3. The removable single tube pass floating head heat exchanger of claim 1, wherein: the middle part of the fixed end tube plate is provided with a drain port which is matched with a flange cover, and the drain port is kept closed under the operating condition to separate the heat exchange cavity from the lower cavity. After the pressure test of the heat exchange cavity is finished, the flange cover is opened, and the pressure test liquid in the cavity can be discharged completely.

4. The removable single tube pass floating head heat exchanger of claim 1, wherein: a flange and a matched flange cover are arranged above the sleeve, and the central pipe is welded with the flange cover; and during maintenance, the flange cover is opened for integrally drawing out the central pipe.

5. The removable single tube pass floating head heat exchanger of any one of claims 1 to 4, wherein: the expansion assembly is welded and connected inside the top wall of the heat exchanger shell, an upper reverse flange is arranged on the upper portion of the expansion assembly and connected with a sleeve arranged outside the top wall of the heat exchanger shell through a bolt and nut gasket, a lower reverse flange is arranged on the lower portion of the expansion assembly and connected with a floating end tube plate on the upper portion of the tube bundle through a bolt and nut gasket.

6. The removable single tube pass floating head heat exchanger of any one of claims 1 to 4, wherein: and the expansion assembly is provided with an expansion joint for absorbing the axial expansion difference caused by the medium temperature difference on the shell side of the pipe.

7. The removable single tube pass floating head heat exchanger of any one of claims 1 to 4, wherein: the cross sections of the baffle plate, the heat exchanger shell, the tube bundle shell, the floating end tube plate, the fixed end tube plate, the central tube and the sleeve are all circular rings, the baffle plate comprises a plurality of first baffle plates and a plurality of second baffle plates, the outer diameter of each first baffle plate is smaller than the inner diameter of the tube bundle shell, the inner diameter of each first baffle plate is larger than the outer diameter of the central tube, the outer diameter of each second baffle plate is smaller than the inner diameter of the tube bundle shell, the inner diameter of each second baffle plate is larger than the outer diameter of the central tube, the first baffle plates and the second baffle plates are sequentially and alternately arranged from top to bottom, and the first baffle plates and the second baffle plates are respectively sleeved on the outer.

8. The removable single-pass floating head heat exchanger of claim 7, wherein: the heat exchange tubes are respectively arranged on the first baffle plates and the second baffle plates in a penetrating manner from top to bottom, the first baffle plates and the second baffle plates are respectively fixed on baffle plate positioning pieces which are vertically arranged, and the baffle plate positioning pieces are respectively fixed on the fixed end tube plates or the floating end tube plates.
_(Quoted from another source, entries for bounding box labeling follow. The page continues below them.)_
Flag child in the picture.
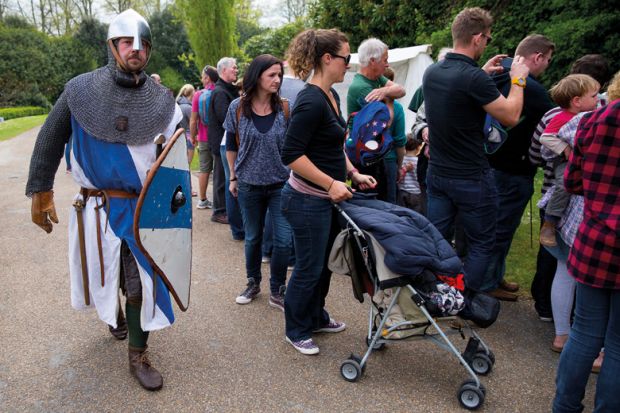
[540,74,600,247]
[397,133,424,213]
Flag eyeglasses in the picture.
[330,53,351,65]
[473,33,493,45]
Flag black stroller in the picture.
[330,201,498,410]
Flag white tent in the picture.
[334,44,433,131]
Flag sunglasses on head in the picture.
[330,53,351,65]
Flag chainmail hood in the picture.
[65,54,175,145]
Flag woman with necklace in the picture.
[224,54,292,311]
[282,29,376,355]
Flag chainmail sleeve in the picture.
[26,92,71,197]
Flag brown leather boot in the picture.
[129,347,164,391]
[108,308,127,340]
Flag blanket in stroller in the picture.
[339,196,463,282]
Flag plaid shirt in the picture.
[564,99,620,290]
[551,112,587,246]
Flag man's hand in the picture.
[228,179,239,198]
[351,172,377,190]
[422,126,428,143]
[510,55,530,79]
[31,191,58,234]
[482,54,506,76]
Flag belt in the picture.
[73,188,138,305]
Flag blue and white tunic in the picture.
[69,105,183,331]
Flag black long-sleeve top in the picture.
[282,84,347,183]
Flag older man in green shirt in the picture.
[347,39,407,203]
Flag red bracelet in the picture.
[327,179,336,192]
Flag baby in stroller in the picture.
[330,195,499,410]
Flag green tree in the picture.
[176,0,238,68]
[147,8,200,85]
[310,0,620,86]
[73,17,108,67]
[243,20,306,59]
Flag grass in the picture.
[0,115,47,141]
[506,169,543,295]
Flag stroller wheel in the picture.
[477,345,495,364]
[457,381,485,410]
[340,356,362,383]
[366,331,385,351]
[469,351,493,376]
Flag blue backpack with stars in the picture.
[344,102,394,167]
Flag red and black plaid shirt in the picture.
[564,99,620,290]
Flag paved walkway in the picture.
[0,129,596,412]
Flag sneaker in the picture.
[235,279,260,304]
[313,318,347,333]
[196,199,213,209]
[269,286,286,312]
[286,337,319,355]
[211,214,228,225]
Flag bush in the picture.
[0,106,49,120]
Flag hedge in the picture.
[0,106,49,120]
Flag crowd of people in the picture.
[27,8,620,412]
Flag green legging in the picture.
[125,301,149,350]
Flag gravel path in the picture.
[0,129,596,412]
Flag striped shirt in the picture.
[529,107,562,195]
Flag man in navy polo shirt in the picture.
[423,7,529,289]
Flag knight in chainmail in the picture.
[26,9,182,390]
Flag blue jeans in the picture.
[482,170,534,291]
[65,137,73,171]
[427,167,497,290]
[220,146,245,240]
[239,181,292,294]
[383,159,398,204]
[553,283,620,413]
[262,210,295,267]
[282,184,338,341]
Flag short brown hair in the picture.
[452,7,493,44]
[549,75,601,109]
[607,72,620,102]
[515,34,555,57]
[570,54,611,86]
[286,29,349,79]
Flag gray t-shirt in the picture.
[224,98,289,185]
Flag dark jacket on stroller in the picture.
[339,196,463,277]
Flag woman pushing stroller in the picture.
[281,29,376,354]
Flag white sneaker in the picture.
[285,336,319,356]
[196,199,213,209]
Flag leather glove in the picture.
[31,191,58,234]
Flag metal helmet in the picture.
[107,9,153,50]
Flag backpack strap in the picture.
[282,98,291,120]
[235,100,241,151]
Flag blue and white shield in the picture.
[134,129,192,311]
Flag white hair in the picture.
[437,47,453,61]
[217,57,237,75]
[357,37,388,67]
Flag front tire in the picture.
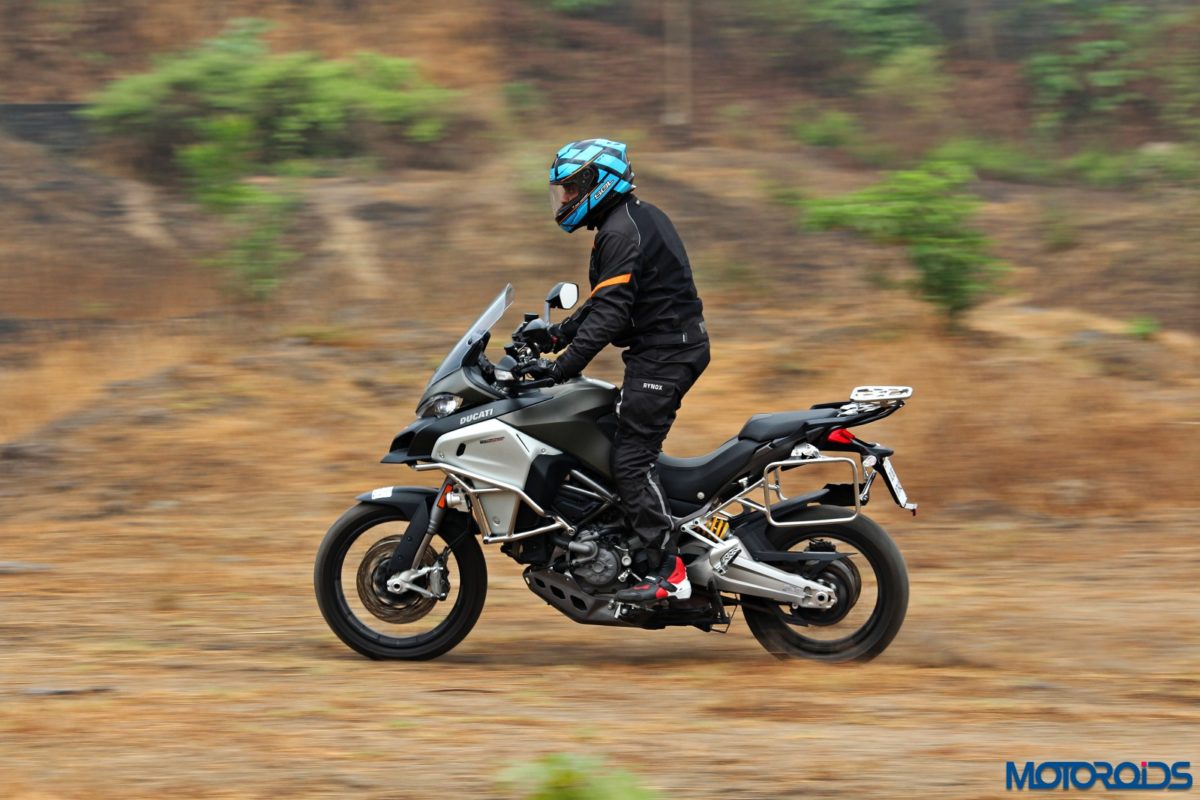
[743,507,908,662]
[313,503,487,661]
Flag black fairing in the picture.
[504,380,617,477]
[383,392,551,464]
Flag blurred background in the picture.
[0,0,1200,798]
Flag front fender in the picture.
[356,486,475,572]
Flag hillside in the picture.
[0,0,1200,800]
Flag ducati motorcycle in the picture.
[314,283,917,662]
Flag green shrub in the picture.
[804,163,998,324]
[925,137,1055,184]
[84,20,454,164]
[792,107,863,148]
[1126,314,1163,341]
[500,753,658,800]
[84,20,454,300]
[865,46,950,118]
[748,0,937,61]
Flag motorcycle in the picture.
[314,283,917,662]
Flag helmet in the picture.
[550,139,636,233]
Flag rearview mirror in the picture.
[546,283,580,308]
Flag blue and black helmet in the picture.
[550,139,636,233]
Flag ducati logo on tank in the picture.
[458,408,496,425]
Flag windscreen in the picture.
[425,283,512,390]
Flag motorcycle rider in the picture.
[533,139,709,603]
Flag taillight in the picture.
[826,428,854,445]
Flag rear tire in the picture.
[313,503,487,661]
[743,507,908,662]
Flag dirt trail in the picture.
[0,330,1200,800]
[0,143,1200,800]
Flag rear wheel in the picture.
[313,503,487,660]
[743,509,908,661]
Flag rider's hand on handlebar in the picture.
[547,323,570,353]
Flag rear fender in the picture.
[355,486,438,519]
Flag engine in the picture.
[568,528,634,593]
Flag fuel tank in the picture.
[503,377,618,477]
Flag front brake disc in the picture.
[356,536,438,625]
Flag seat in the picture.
[659,439,758,504]
[738,409,836,441]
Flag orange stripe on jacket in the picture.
[588,272,634,300]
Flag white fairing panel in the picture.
[433,420,562,534]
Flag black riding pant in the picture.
[612,339,709,566]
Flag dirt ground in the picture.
[0,321,1200,800]
[0,125,1200,800]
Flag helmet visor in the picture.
[550,164,596,223]
[550,184,575,216]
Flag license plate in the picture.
[883,458,917,513]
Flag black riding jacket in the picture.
[554,194,707,379]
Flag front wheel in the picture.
[313,503,487,660]
[743,509,908,661]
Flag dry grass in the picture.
[0,130,1200,800]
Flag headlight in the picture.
[416,395,462,416]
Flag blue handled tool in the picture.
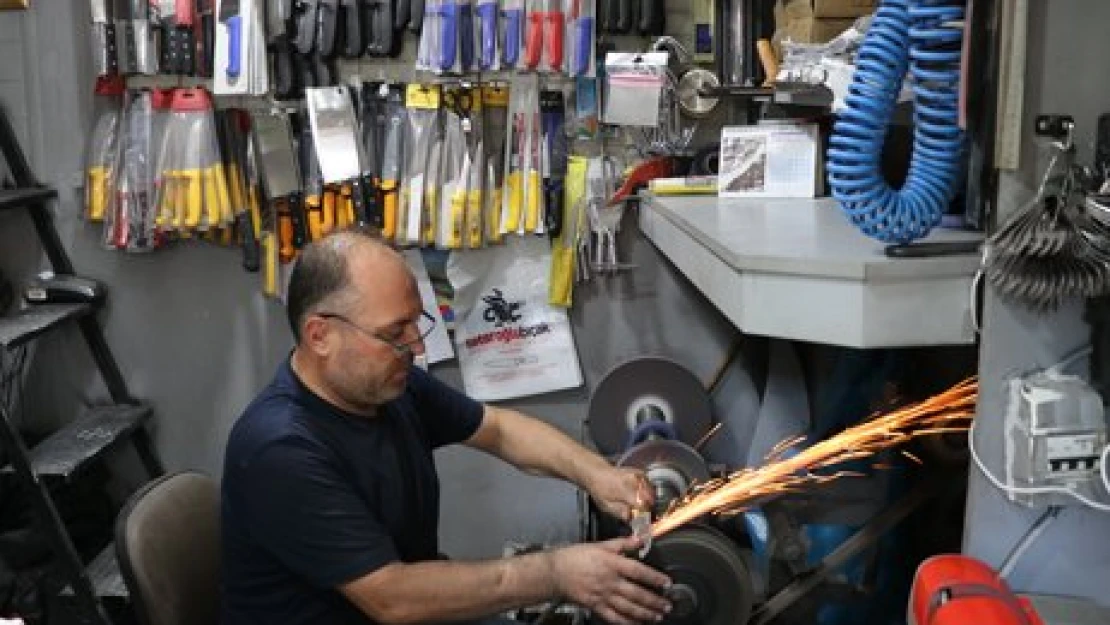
[220,0,243,78]
[440,0,458,71]
[501,2,524,68]
[478,1,497,70]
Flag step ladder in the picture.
[0,101,163,625]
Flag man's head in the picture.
[286,231,425,414]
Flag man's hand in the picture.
[586,465,655,523]
[547,536,670,625]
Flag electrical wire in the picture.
[998,505,1063,578]
[827,0,966,243]
[968,412,1110,512]
[1099,445,1110,494]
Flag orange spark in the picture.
[652,377,979,536]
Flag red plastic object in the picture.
[908,555,1045,625]
[608,157,675,206]
[171,87,212,112]
[92,74,128,95]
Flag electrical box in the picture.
[1006,373,1108,506]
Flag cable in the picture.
[968,420,1110,512]
[1099,445,1110,493]
[998,505,1063,578]
[827,0,965,243]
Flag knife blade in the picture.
[293,0,317,53]
[408,0,424,34]
[539,91,567,236]
[628,508,652,560]
[340,0,366,59]
[366,0,397,57]
[316,0,340,59]
[219,0,243,79]
[381,90,408,240]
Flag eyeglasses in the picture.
[316,311,435,355]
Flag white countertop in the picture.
[646,196,981,281]
[639,195,981,347]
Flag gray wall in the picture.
[0,0,751,557]
[965,0,1110,605]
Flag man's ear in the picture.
[301,314,333,355]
9. The removable single tube pass floating head heat exchanger of claim 8, wherein: many the heat exchange tube sets up around the central line of tube bank shell with many circles of heat exchange tube forms, sees from the cross section of tube bank, and every circle of heat exchange tube is including many heat exchange tubes that are the concentric circles and arrange, follows the radial outside of the cross section of tube bank, the quantity of the heat exchange tube that each circle of heat exchange tube contained increases in proper order.